Opening Hours: Monday – Sunday, 7:00 – 20:00


3) Window shop at Central Market

The oldest market in Kuala Lumpur, Central Market or Pasar Seni has been around since 1888 and is the busiest modern handicraft market in the city. Here, you can find numerous crafts from most states in Malaysia. As you enter the building, you will come across three unique streets highlighting the nation’s multi-ethnic culture: Indian Street, Malay Street and Straits Chinese Street.

Behind Central Market is the Annexe Gallery housing several art galleries. These galleries cumulatively form a vibrant avenue for artists and audiences to unite in the shared appreciation of art.

Opening Hours: Monday – Sunday, 10:00 – 22:00

photo credit: Central Market

photo credit: Central Market


4) Stroll along Petaling Street

Situated at the heart of Kuala Lumpur’s original Chinatown, Petaling Street maintains much of its traditional atmosphere, particularly at night. While you can find practically anything here, the true charm of this night market lies in taking in the sights, sound and energy. Food is also abundant with wide scrumptious options to pick from.

photo credit: PICT6512 via photopin (license)

photo credit: PICT6512 via photopin (license)


5) Enjoy free walking tours

Slip on your comfortable shoes and explore Kuala Lumpur on foot. Kuala Lumpur City Hall offers free guided walking tours in Kampong Bharu, a local Malay village within the metropolis, and Dataran Merdeka, the capital’s colonial heart.

Kampong Bharu Tour: Tuesday, Thursday and Sunday, 4.30pm

Dataran Merdeka Tour: Monday, Wednesday and Saturday, 8.30am – 11.45am

Kampong Bharu

photo credit: Kampong Bharu


6) Ride a bus

After walking, rest your aching feet by taking the Go KL City Bus. Launched on 31 August 2012 as part of Malaysia’s Government Transformation Programme (GTP 2.0) in improving urban public transportation, the bus service offers free rides for commuters within Kuala Lumpur’s Central Business District. Users have more than 60 stops to choose from, including popular spots like Pavilion, Bukit Bintang, KLCC and Pasar Seni. The Go KL City Bus service is also equipped with free WiFi and designed to be disabled and eco-friendly.

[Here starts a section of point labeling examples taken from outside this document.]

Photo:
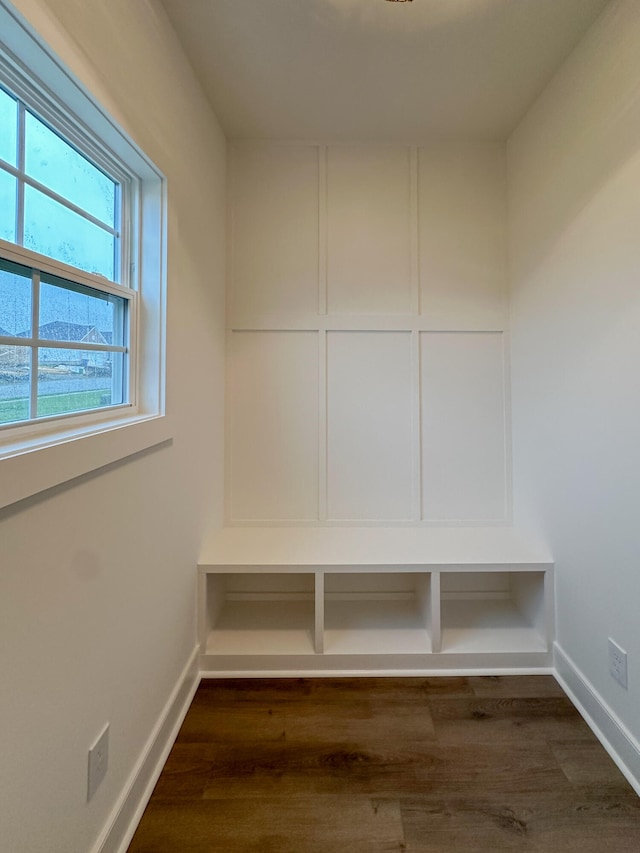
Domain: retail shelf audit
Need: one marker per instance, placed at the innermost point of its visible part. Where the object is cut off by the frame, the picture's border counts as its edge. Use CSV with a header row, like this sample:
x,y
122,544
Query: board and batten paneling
x,y
273,428
274,232
369,435
368,229
463,426
462,235
366,312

Operating Hours: Monday – Thursday, 06:00 – 23:00
Friday – Saturday, 06:00 – 01:00
Sunday, 07:00 – 23:00


7) Climb 272 steps up the magnificent Batu Caves

A series of iconic limestone landforms, Batu Caves is an iconic tourist spot in Selangor, particularly during Thaipusam, the annual Hindu festival. Its main attraction is the gigantic golden statue of Hindu deity, Lord Murugan at the entrance. Apart from being a popular location for rock climbing enthusiasts, painting and scenes of Hindu gods can also be found at the Ramayana cave.

photo credit: Batu Caves via photopin (license)

photo credit: Batu Caves via photopin (license)


8) Relive Malaysia’s history

Merdeka Square is surrounded by fascinating colonial buildings that tell stories of Malaysia’s rich history, one of them being the Sultan Abdul Samad Building. Built in 1897, the structure is one of Kuala Lumpur’s earliest Moorish-style buildings. During the British colonial era, the Sultan Abdul Samad Building housed several government departments. Later, it housed the Supreme and High Courts, until renamed to the Federal Court of Malaysia and moved to the Palace of Justice in Putrajaya. Today, the building is home to the Ministry of Information, Communication and Culture.
Nearby stands a 40 metre clock tower, dubbed the ‘Big Ben’ of Malaysia. This very clock marked the country’s independence at the struck of midnight on 31 August 1957. Since then, each year on Malaysia’s independence anniversary, the clock’s chimes represent the nation’s hope that freedom and peace will continue.


These ideas show that it is possible to experience Kuala Lumpur on a shoestring budget. And as the common saying goes, “The best things in life are free!”